Die Brutkasten Media GmbH unterstützt als Eventagentur bei der Umsetzung der 10. Wiener Innovationskonferenz.


Neue Technologien, Klimaziele und ein sich rasch wandelnder Arbeitsmarkt stellen Wien vor große Herausforderungen. Vom 28. bis 30. Jänner 2025 lädt die 10. Wiener Innovationskonferenz dazu ein, über den globalen Wettbewerb und den Weg in eine nachhaltige Zukunft zu diskutieren. Im Mittelpunkt steht die Frage, wie Wien langfristig eine Vorreiterrolle in Europa einnehmen kann – auch unter unsicheren Bedingungen, die mit dem Motto „Wettbewerbsfähigkeit @Risk“ bewusst gemacht werden sollen.

Wien will Zukunft gestalten

Die 10. Wiener Innovationskonferenz widmet sich 2025 der zentralen Frage, wie Wien seine Position als zukunftsorientierter Wirtschafts- und Innovationsstandort behaupten und ausbauen kann. Neue Technologien wie Quantentechnologie und künstliche Intelligenz sollen dabei nicht nur theoretisch erforscht, sondern rasch in die Praxis überführt werden.

Zudem beschäftigen sich Expert:innen aus Wirtschaft, Wissenschaft und Politik mit Ressourceneffizienz, Kreislaufwirtschaft, Arbeitsmarkt und Gesundheit. All diese Themen kreisen um das Leitmotiv „Wettbewerbsfähigkeit @Risk“, das Unsicherheiten im globalen Wettbewerb verdeutlicht und Chancen darin aufzeigen will. Drei Tage lang – vom 28. bis 30. Jänner 2025 – stehen Paneldiskussionen und Networking-Gelegenheiten im Wiener Rathaus und online auf dem Programm.

Innovation und Arbeitsmarkt im Fokus

Am ersten Konferenztag (28. Jänner) kommen Teilnehmer:innen im Festsaal des Rathauses zusammen. In drei Panels wird beleuchtet, wie sich ein starkes Innovationsökosystem in Wien aufbauen lässt und welche Schritte notwendig sind, um aus technologischen Stärken marktfähige Anwendungen zu machen.
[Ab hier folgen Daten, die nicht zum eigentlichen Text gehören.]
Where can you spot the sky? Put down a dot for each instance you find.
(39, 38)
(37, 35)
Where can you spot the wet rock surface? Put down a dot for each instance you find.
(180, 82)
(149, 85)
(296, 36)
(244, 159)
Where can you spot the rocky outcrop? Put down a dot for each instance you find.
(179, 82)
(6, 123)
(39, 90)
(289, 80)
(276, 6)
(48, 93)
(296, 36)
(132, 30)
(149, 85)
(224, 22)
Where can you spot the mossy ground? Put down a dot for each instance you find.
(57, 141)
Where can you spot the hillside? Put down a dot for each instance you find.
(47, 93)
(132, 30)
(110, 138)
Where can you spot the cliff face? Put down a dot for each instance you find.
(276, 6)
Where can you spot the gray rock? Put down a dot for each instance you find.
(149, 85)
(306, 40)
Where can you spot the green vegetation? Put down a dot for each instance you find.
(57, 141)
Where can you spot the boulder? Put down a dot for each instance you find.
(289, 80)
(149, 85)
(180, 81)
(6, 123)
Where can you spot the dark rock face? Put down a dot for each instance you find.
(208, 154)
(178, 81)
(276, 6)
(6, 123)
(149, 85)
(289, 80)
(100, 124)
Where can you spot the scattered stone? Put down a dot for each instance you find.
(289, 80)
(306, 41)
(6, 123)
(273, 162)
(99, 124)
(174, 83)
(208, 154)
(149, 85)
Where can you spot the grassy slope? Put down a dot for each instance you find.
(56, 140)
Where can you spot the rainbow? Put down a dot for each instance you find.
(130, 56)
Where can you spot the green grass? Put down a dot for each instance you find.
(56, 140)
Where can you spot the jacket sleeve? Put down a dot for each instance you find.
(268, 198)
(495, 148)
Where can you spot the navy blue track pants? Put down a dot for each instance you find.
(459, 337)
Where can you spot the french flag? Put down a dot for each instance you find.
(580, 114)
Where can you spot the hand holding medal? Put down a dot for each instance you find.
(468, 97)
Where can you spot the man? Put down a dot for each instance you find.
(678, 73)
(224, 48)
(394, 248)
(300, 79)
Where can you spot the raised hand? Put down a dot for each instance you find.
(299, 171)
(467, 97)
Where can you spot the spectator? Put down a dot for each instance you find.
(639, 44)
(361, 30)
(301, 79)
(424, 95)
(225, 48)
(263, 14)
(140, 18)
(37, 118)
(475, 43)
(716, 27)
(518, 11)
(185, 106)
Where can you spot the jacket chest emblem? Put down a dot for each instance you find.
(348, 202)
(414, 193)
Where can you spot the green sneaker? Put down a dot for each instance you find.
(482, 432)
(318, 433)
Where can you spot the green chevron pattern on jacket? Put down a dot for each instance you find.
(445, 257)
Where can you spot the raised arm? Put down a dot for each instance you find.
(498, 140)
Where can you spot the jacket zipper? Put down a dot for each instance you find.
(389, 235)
Zu den Referierenden zählen unter anderem Stadtrat Peter Hanke, Patricia Neumann, CEO von Siemens sowie Andreas Nemeth, CEO von UNIQA Ventures, Vertreter:innen der Wiener Stadtwerke sowie von Forschungsinstitutionen wie der TU Wien.

Auch die Zukunft des Arbeitsmarkts erhält breiten Raum: Angesichts zunehmender Digitalisierung und Fachkräftemangel will Wien Wege finden, Beschäftigungschancen für alle Bevölkerungsgruppen zu sichern. Dazu stellen Organisationen wie ABZ*AUSTRIA Best-Practice-Modelle vor, die zeigen, wie Frauen oder Personen mit Migrationshintergrund am Arbeitsmarkt gefördert werden können.
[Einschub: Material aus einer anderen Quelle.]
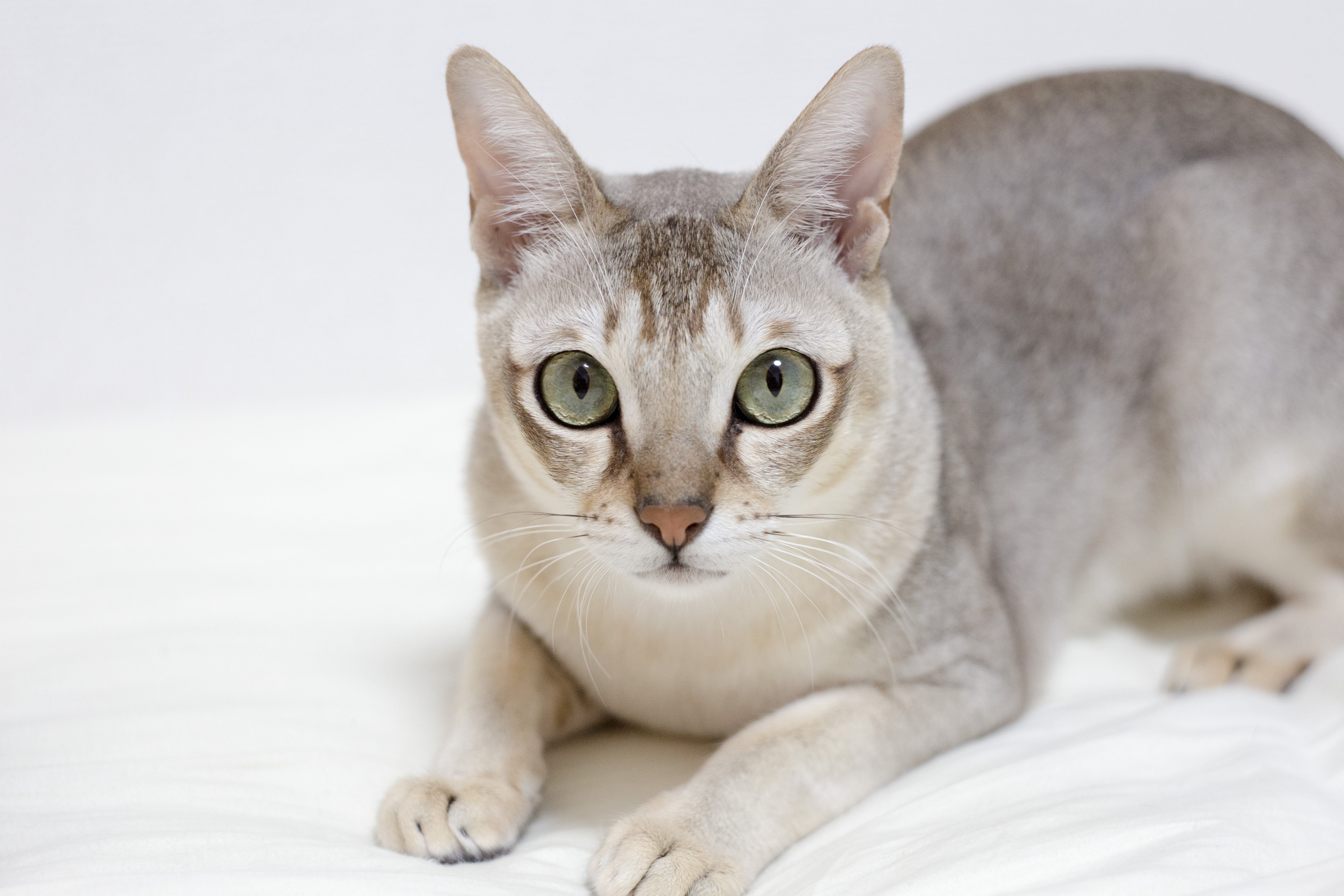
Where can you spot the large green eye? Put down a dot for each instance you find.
(577, 390)
(777, 387)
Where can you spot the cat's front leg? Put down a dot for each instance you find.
(513, 700)
(783, 777)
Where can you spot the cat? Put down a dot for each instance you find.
(822, 461)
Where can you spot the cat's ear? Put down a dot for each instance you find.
(830, 178)
(526, 179)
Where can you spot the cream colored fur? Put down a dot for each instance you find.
(882, 579)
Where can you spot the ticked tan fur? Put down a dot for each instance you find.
(881, 579)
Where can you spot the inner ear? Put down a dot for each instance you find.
(527, 183)
(828, 181)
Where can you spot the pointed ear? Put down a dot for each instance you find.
(527, 182)
(828, 181)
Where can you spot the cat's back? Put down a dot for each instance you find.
(1128, 288)
(1061, 234)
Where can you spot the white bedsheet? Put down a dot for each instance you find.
(224, 637)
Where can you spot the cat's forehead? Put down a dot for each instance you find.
(679, 193)
(679, 276)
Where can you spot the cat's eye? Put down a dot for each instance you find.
(577, 390)
(777, 387)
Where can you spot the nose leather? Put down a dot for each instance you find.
(672, 522)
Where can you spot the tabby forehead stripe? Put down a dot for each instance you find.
(675, 269)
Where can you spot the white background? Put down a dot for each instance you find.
(226, 203)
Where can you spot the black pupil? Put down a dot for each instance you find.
(581, 382)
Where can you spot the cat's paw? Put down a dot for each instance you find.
(657, 854)
(452, 821)
(1265, 652)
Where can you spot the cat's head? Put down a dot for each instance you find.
(683, 361)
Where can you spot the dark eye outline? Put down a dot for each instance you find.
(740, 413)
(541, 400)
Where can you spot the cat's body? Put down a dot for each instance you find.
(1107, 366)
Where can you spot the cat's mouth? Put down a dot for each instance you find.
(678, 573)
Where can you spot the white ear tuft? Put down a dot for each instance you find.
(830, 178)
(526, 179)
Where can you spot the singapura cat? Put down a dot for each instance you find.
(819, 460)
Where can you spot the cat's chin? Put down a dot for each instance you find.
(681, 574)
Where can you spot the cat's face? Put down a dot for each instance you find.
(685, 362)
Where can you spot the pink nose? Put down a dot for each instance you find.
(672, 522)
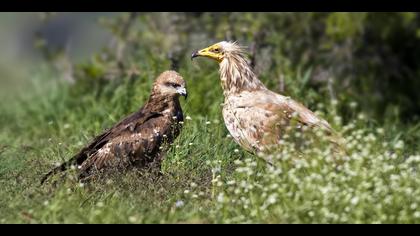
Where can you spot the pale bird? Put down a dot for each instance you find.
(141, 139)
(256, 117)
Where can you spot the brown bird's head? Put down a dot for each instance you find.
(219, 51)
(170, 83)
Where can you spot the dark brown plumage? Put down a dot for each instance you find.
(141, 139)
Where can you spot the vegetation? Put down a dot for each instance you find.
(357, 70)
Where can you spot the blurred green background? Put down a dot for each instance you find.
(371, 58)
(65, 77)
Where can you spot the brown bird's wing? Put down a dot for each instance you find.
(138, 147)
(129, 123)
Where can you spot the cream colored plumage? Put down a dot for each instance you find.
(256, 117)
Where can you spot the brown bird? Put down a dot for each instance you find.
(139, 140)
(256, 117)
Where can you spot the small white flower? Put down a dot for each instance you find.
(179, 203)
(220, 197)
(354, 200)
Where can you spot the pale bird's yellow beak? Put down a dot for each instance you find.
(207, 53)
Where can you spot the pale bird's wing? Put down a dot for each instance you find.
(267, 115)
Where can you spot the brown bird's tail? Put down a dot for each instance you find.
(60, 168)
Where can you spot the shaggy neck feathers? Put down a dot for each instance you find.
(237, 76)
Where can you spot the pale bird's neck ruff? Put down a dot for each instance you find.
(235, 73)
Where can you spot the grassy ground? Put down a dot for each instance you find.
(208, 178)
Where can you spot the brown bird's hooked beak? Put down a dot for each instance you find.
(182, 91)
(212, 52)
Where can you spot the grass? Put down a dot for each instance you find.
(207, 177)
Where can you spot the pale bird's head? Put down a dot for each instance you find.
(170, 83)
(219, 51)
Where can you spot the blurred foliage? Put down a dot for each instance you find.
(370, 58)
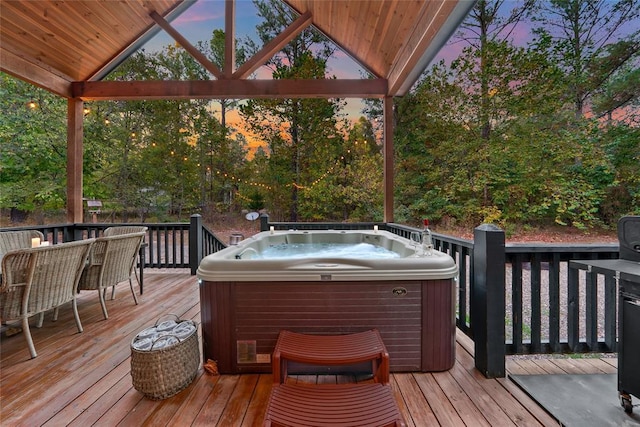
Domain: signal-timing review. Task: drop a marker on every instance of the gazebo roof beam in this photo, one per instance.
(230, 89)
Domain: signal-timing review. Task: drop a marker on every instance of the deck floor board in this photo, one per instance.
(82, 379)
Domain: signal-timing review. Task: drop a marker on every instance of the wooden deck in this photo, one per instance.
(84, 379)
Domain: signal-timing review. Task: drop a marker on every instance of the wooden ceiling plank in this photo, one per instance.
(26, 70)
(431, 19)
(405, 11)
(381, 30)
(32, 45)
(229, 89)
(274, 46)
(322, 25)
(78, 32)
(229, 38)
(107, 25)
(199, 56)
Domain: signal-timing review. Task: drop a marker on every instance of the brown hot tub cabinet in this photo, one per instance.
(241, 318)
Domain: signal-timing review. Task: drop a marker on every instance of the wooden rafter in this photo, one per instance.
(230, 89)
(198, 56)
(274, 46)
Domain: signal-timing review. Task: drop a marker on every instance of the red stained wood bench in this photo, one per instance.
(335, 405)
(331, 350)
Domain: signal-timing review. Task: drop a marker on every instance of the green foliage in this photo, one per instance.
(494, 138)
(33, 155)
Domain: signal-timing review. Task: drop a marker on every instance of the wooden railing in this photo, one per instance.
(167, 245)
(522, 298)
(512, 298)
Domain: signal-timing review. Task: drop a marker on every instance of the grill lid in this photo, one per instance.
(629, 237)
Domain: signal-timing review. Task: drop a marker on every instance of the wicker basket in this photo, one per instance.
(161, 373)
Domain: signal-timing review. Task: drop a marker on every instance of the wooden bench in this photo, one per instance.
(335, 405)
(331, 350)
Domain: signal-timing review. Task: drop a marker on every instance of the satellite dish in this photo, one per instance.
(252, 216)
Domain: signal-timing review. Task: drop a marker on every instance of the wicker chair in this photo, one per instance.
(12, 240)
(35, 280)
(123, 229)
(111, 261)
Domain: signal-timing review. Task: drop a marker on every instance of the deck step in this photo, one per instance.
(332, 405)
(331, 350)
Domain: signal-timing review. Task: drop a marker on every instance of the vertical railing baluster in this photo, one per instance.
(591, 310)
(610, 319)
(536, 303)
(554, 303)
(573, 309)
(516, 302)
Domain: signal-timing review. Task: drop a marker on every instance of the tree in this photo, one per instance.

Lebensmittel, Energie und Kreislaufwirtschaft

Der zweite Konferenztag (29. Jänner) findet online statt und widmet sich drei großen Themen: innovativen Konzepten für den Lebensmittelsektor, der Energiewende und dem sinnvollen Umgang mit Ressourcen. In einem Panel unter dem Titel „Vienna Food Pioneers – ein Hoffnungsmarkt?“ diskutieren Startups, darunter Robin Simsa von Revo Foods und Andrea Alber von Kern Tec, Vertreter:innen der BOKU sowie der Koelnmesse GmbH darüber, wie lokale Lebensmittelproduktion nachhaltig gestaltet und wirtschaftlich erfolgreich sein kann.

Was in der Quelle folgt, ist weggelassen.